Crédits photo : BOUREIMA HAMA | Crédits : AFP

Le gouvernement nigérian a démenti ce mardi 24 février 2026 avoir versé une rançon pour libérer jusqu’à 230 enfants et membres du personnel enlevés dans une école catholique dans l’Etat du Niger (ouest) par des jihadistes de Boko Haram en novembre dernier.

Ce démenti fait suite à la publication par l’AFP d’une enquête détaillant comment le gouvernement a versé une rançon de plusieurs millions de dollars aux combattants de Boko Haram et relâché deux commandants du groupe jihadiste en échange de la libération des élèves.

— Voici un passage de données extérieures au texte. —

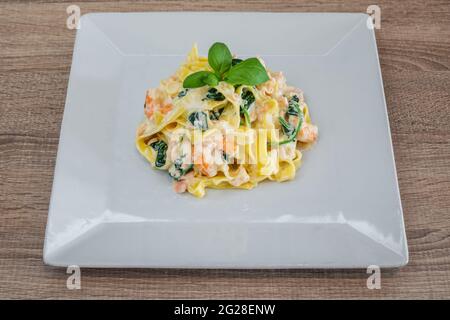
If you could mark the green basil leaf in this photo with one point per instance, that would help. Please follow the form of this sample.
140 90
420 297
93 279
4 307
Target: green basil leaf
249 72
235 61
196 79
211 80
219 57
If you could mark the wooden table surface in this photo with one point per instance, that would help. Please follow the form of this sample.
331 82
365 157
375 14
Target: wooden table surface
35 57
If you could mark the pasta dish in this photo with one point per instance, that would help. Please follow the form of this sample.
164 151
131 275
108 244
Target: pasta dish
223 122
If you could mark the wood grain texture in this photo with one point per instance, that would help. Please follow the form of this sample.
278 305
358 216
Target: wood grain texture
35 57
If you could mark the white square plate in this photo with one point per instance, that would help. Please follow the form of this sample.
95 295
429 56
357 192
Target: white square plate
110 209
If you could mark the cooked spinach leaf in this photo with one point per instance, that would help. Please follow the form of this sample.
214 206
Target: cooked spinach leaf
199 120
161 148
214 94
287 128
293 106
182 93
247 100
215 114
178 170
235 61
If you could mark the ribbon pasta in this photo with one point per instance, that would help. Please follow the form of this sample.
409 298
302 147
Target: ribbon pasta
224 136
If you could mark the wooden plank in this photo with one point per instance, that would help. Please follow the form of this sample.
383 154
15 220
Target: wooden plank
35 57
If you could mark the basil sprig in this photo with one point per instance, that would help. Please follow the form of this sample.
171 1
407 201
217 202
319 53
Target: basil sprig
234 71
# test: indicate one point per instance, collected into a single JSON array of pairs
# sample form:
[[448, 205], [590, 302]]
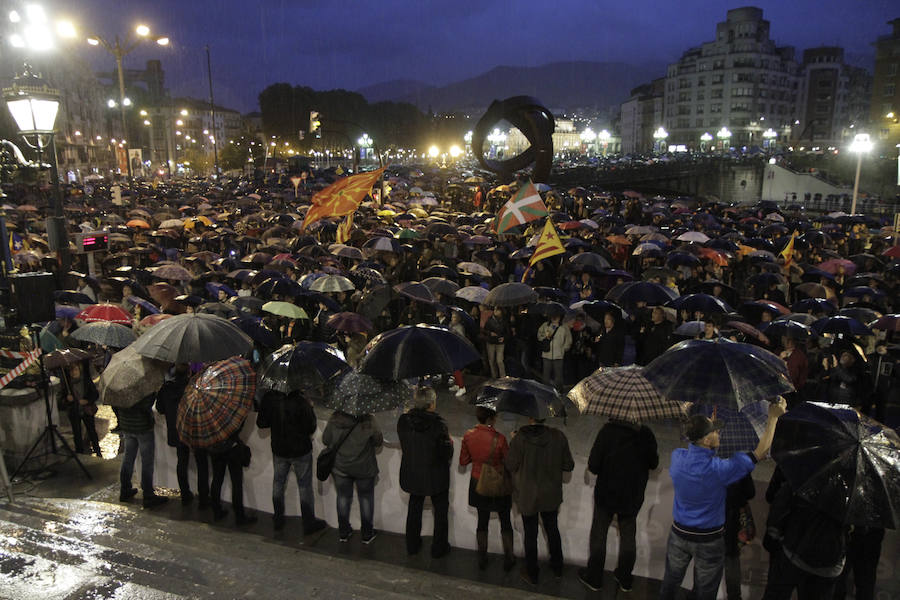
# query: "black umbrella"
[[300, 367], [718, 372], [521, 396], [416, 350], [845, 464]]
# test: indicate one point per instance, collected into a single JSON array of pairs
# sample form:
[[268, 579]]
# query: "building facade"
[[885, 108], [641, 115], [833, 100], [740, 84]]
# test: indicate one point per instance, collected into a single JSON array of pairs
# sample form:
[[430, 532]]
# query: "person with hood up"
[[425, 470], [538, 456], [354, 465]]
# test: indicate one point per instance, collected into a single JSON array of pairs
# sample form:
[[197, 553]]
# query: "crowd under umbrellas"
[[233, 286]]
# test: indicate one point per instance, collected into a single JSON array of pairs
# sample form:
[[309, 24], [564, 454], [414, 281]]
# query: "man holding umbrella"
[[700, 480]]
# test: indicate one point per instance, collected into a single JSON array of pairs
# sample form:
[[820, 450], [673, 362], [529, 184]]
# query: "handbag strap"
[[345, 436]]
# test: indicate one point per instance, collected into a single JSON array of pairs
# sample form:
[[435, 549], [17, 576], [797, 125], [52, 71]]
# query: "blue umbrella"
[[718, 372]]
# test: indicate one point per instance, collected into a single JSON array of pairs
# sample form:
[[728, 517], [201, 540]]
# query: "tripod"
[[51, 432]]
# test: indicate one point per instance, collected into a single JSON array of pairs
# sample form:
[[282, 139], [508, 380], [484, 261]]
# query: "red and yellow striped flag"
[[549, 244], [341, 197]]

« Le gouvernement fédéral affirme que ces allégations sont totalement fausses et sans fondement et qu’elles portent atteinte au professionnalisme et à l’intégrité des forces de sécurité nigérianes ainsi qu’aux sacrifices qu’elles font au quotidien », a déclaré le ministre nigérian de l’Information, Mohammed Idris, cité dans un communiqué.

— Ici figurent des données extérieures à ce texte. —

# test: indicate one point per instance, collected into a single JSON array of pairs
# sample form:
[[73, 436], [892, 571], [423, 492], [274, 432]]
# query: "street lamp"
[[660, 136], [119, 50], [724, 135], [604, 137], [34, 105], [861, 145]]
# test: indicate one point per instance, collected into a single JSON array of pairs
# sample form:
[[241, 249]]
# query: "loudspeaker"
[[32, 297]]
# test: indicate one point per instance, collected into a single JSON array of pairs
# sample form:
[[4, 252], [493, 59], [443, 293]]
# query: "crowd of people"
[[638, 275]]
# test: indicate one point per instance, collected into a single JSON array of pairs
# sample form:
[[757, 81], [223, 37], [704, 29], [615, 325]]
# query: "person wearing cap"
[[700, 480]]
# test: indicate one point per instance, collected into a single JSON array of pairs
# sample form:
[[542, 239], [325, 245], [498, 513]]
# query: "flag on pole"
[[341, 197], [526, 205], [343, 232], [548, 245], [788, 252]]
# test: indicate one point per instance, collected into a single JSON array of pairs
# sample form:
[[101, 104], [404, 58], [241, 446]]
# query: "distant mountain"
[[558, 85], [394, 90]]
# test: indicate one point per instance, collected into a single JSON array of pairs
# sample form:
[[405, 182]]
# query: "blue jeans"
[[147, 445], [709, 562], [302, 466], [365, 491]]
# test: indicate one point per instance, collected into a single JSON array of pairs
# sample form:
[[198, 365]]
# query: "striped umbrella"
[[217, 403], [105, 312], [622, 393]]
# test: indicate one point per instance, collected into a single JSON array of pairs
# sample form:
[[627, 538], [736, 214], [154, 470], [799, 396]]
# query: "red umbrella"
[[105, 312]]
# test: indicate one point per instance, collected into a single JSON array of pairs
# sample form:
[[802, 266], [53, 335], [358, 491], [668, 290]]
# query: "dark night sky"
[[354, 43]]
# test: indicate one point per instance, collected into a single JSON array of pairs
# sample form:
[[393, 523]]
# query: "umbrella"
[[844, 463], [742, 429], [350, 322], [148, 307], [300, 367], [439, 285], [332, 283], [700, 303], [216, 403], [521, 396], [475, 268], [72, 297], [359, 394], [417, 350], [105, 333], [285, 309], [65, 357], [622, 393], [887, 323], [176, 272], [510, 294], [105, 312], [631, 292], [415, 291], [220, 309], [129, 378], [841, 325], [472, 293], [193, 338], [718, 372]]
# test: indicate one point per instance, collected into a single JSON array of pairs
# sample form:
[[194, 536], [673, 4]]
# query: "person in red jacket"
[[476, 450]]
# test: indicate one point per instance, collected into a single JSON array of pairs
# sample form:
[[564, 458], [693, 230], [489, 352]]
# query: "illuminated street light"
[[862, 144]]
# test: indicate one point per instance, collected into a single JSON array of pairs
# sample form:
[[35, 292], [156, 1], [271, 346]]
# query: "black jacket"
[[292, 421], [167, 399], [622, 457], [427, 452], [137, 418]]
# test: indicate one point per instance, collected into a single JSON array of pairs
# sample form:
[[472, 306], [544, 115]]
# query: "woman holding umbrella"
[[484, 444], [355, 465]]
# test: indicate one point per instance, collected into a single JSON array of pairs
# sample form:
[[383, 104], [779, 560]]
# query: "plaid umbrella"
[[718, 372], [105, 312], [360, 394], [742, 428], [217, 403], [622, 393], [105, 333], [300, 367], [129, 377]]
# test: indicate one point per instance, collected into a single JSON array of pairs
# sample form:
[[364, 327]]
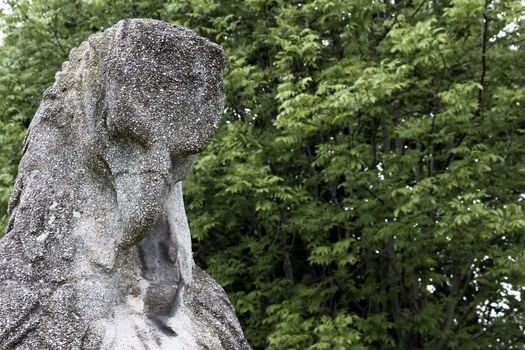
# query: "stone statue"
[[97, 252]]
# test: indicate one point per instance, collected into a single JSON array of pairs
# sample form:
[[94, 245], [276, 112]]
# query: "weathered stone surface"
[[97, 253]]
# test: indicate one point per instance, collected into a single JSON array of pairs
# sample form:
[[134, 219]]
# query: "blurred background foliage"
[[366, 187]]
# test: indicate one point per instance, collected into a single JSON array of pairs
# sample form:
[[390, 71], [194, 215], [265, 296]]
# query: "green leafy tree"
[[365, 190]]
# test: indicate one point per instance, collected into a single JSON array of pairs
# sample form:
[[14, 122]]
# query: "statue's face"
[[164, 101], [165, 90]]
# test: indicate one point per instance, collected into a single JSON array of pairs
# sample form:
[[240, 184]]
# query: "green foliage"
[[366, 187]]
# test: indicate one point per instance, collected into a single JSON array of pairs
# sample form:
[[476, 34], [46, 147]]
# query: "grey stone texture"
[[97, 252]]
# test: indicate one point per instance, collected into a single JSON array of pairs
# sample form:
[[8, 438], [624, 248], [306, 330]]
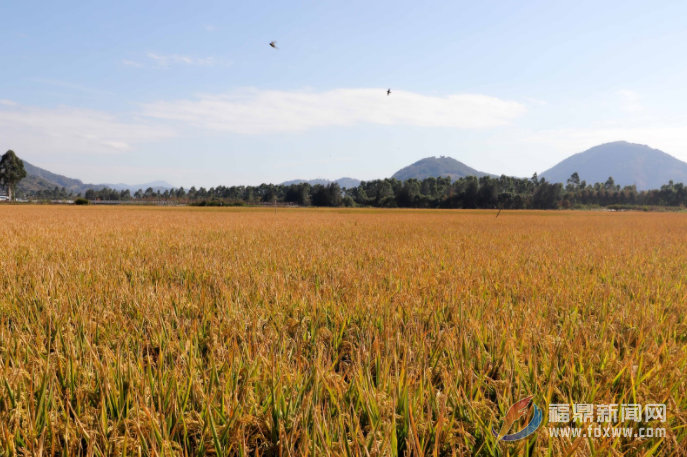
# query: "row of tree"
[[470, 192]]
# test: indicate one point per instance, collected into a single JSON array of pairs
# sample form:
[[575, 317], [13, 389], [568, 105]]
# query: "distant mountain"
[[436, 167], [156, 185], [40, 179], [627, 163], [52, 178], [343, 182]]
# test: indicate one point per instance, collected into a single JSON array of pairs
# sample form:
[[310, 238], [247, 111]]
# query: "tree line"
[[486, 192], [504, 192]]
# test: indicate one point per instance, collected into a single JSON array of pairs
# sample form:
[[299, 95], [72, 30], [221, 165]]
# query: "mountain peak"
[[434, 167], [628, 164]]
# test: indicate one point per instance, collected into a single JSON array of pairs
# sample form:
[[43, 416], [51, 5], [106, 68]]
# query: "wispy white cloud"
[[74, 130], [252, 111], [175, 59], [69, 85], [131, 63]]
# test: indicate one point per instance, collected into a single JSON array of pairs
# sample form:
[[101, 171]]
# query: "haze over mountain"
[[342, 182], [436, 167], [40, 179], [627, 163]]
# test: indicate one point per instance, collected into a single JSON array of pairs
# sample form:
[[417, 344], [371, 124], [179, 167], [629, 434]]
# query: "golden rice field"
[[189, 331]]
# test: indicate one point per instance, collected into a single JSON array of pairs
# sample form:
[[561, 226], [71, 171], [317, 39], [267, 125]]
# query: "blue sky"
[[191, 92]]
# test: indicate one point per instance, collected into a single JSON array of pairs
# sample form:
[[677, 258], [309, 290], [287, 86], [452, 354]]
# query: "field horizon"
[[238, 331]]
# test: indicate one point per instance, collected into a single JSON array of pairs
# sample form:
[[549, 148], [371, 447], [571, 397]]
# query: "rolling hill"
[[40, 179], [343, 182], [627, 163], [435, 167]]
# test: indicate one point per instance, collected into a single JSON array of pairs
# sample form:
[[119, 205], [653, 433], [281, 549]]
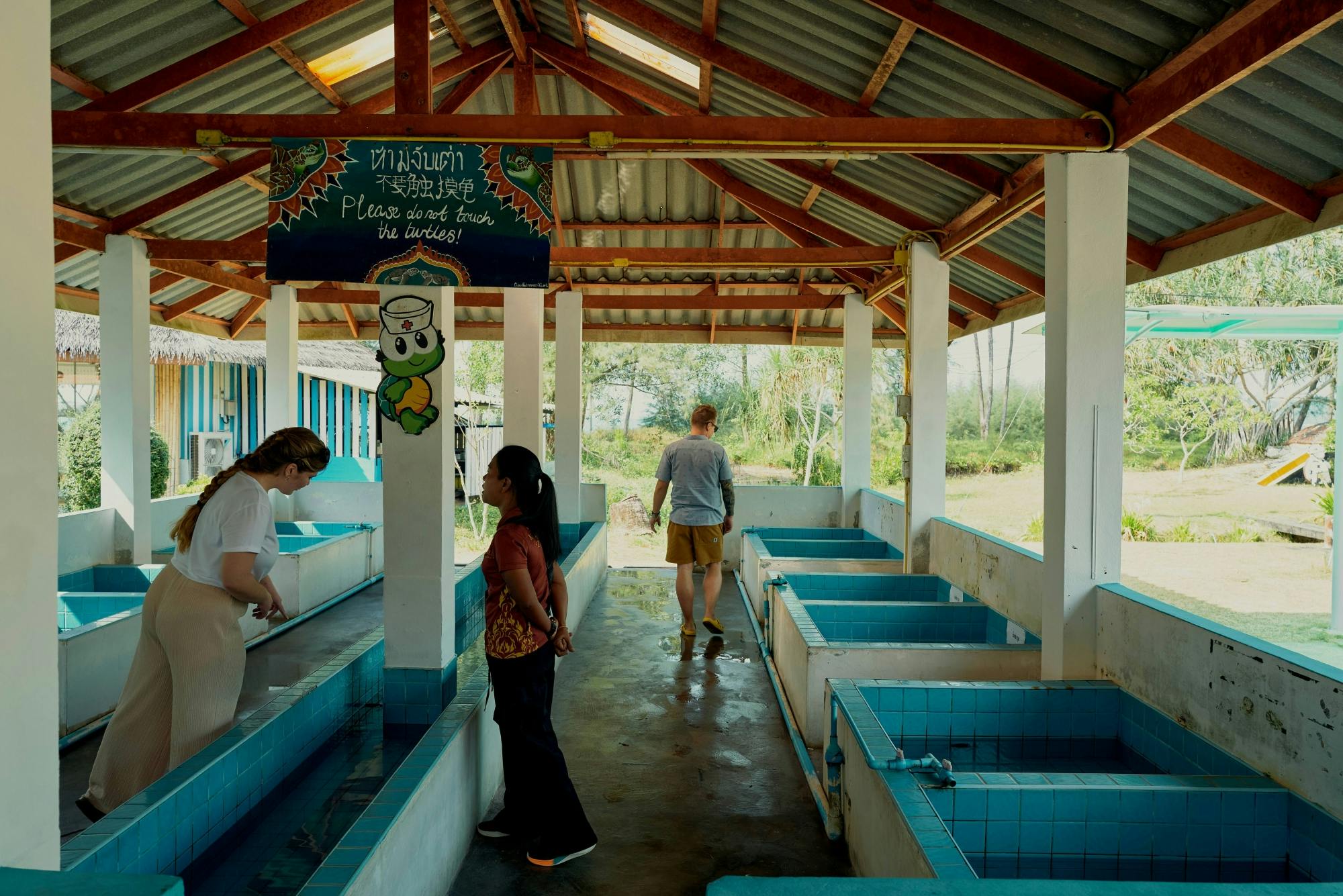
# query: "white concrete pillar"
[[283, 375], [1084, 399], [127, 389], [569, 405], [281, 358], [1337, 579], [29, 764], [926, 487], [418, 510], [524, 332], [856, 464]]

Mohammed Idris a assuré que la libération des élèves et du personnel était le résultat combiné « du renseignement » et « d’une opération d’une grande précision ».

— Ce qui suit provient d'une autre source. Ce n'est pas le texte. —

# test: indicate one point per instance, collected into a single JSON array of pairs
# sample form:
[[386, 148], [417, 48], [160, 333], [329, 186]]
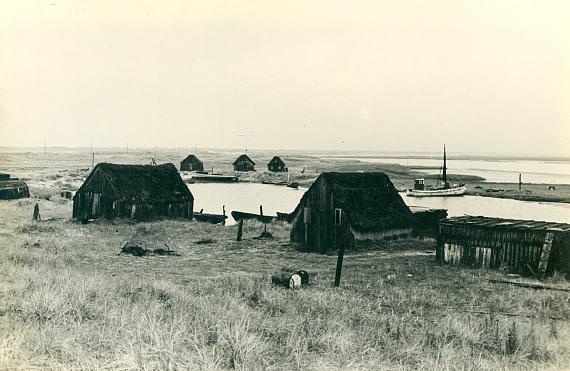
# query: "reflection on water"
[[248, 196], [543, 172]]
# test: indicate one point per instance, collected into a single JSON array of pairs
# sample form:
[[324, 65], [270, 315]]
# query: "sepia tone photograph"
[[284, 185]]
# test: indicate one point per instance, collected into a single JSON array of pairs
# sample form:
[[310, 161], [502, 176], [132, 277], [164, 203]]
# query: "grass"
[[68, 300]]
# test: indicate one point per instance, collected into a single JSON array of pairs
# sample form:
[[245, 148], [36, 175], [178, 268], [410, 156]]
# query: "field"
[[70, 300]]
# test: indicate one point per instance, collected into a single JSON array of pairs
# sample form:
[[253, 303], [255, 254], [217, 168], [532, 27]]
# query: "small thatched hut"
[[276, 165], [191, 163], [346, 208], [244, 163], [139, 192], [13, 189]]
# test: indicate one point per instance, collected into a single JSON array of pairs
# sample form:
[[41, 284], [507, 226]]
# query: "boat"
[[443, 190], [273, 182], [287, 217], [241, 215]]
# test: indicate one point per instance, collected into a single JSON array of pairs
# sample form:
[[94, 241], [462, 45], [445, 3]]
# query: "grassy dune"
[[69, 300]]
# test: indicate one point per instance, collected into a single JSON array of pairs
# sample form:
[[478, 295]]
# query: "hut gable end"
[[133, 191]]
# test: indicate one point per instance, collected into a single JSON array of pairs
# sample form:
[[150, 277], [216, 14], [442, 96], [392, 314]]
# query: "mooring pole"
[[240, 230], [339, 265], [340, 243]]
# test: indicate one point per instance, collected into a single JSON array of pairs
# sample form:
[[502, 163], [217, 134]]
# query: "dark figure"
[[37, 216]]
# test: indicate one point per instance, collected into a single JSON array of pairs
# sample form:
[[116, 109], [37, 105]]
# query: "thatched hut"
[[191, 163], [139, 192], [518, 246], [244, 163], [277, 165], [348, 208]]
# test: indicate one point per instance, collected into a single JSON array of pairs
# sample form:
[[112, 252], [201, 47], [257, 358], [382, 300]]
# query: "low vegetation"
[[69, 299]]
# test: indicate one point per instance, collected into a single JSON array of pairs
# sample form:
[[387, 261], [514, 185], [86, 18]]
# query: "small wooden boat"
[[273, 182], [445, 190], [213, 178], [240, 215], [210, 218]]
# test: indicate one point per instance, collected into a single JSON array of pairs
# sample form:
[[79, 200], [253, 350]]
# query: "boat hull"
[[453, 191]]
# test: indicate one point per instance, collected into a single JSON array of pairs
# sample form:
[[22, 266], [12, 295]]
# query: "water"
[[533, 171], [248, 196]]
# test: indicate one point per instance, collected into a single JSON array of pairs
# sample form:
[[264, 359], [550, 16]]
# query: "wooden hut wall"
[[494, 248]]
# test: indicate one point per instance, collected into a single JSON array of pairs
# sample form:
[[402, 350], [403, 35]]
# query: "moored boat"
[[443, 190]]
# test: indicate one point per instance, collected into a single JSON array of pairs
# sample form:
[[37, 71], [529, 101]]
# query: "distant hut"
[[244, 163], [348, 208], [276, 165], [11, 189], [526, 247], [191, 163], [140, 192]]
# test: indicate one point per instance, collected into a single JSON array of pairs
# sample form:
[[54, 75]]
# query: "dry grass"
[[68, 300]]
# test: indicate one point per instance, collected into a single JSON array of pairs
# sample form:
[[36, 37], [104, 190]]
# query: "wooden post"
[[240, 230], [339, 265]]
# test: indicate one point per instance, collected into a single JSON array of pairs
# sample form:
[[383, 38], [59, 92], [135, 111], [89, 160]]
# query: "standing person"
[[37, 216]]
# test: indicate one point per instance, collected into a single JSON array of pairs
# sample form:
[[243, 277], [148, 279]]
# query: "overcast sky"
[[480, 76]]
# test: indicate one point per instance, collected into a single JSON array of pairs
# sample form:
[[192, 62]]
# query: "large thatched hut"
[[347, 208], [277, 165], [191, 163], [244, 163], [139, 192]]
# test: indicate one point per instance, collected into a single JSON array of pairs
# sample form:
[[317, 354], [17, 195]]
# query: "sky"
[[480, 76]]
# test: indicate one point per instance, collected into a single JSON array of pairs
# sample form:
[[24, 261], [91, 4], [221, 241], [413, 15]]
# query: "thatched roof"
[[243, 158], [277, 161], [369, 200], [143, 183], [191, 158]]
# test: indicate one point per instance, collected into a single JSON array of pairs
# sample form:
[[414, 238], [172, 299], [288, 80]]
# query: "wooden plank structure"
[[516, 246], [140, 192], [13, 189], [346, 209], [277, 165]]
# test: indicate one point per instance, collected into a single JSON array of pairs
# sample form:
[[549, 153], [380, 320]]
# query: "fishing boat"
[[239, 215], [440, 190], [214, 178]]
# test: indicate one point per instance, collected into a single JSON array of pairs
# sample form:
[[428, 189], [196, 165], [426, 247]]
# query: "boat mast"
[[444, 169]]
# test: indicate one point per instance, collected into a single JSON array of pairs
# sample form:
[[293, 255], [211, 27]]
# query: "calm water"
[[248, 197], [547, 172]]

L’enlèvement des élèves de l’internat mixte Saint Mary est l’un des plus importants rapts de masse de l’histoire du Nigeria, pays ravagé par le phénomène ces dernières années.

Pays le plus peuplé d’Afrique avec environ 230 millions d’habitants, le Nigeria est de nombreuses années le théâtre des kidnappings de masse perpétrés par des gangs criminels ou des groupes jihadistes (qui collaborent parfois) pour extorquer des millions aux familles des otages, et les autorités semblent impuissantes à les arrêter.

Un récent rapport de SBM Intelligence, un cabinet de conseil basé à Lagos, indique que ce « secteur à but lucratif » a soutiré quelque 1,66 million de dollars entre juillet 2024 et juin 2025.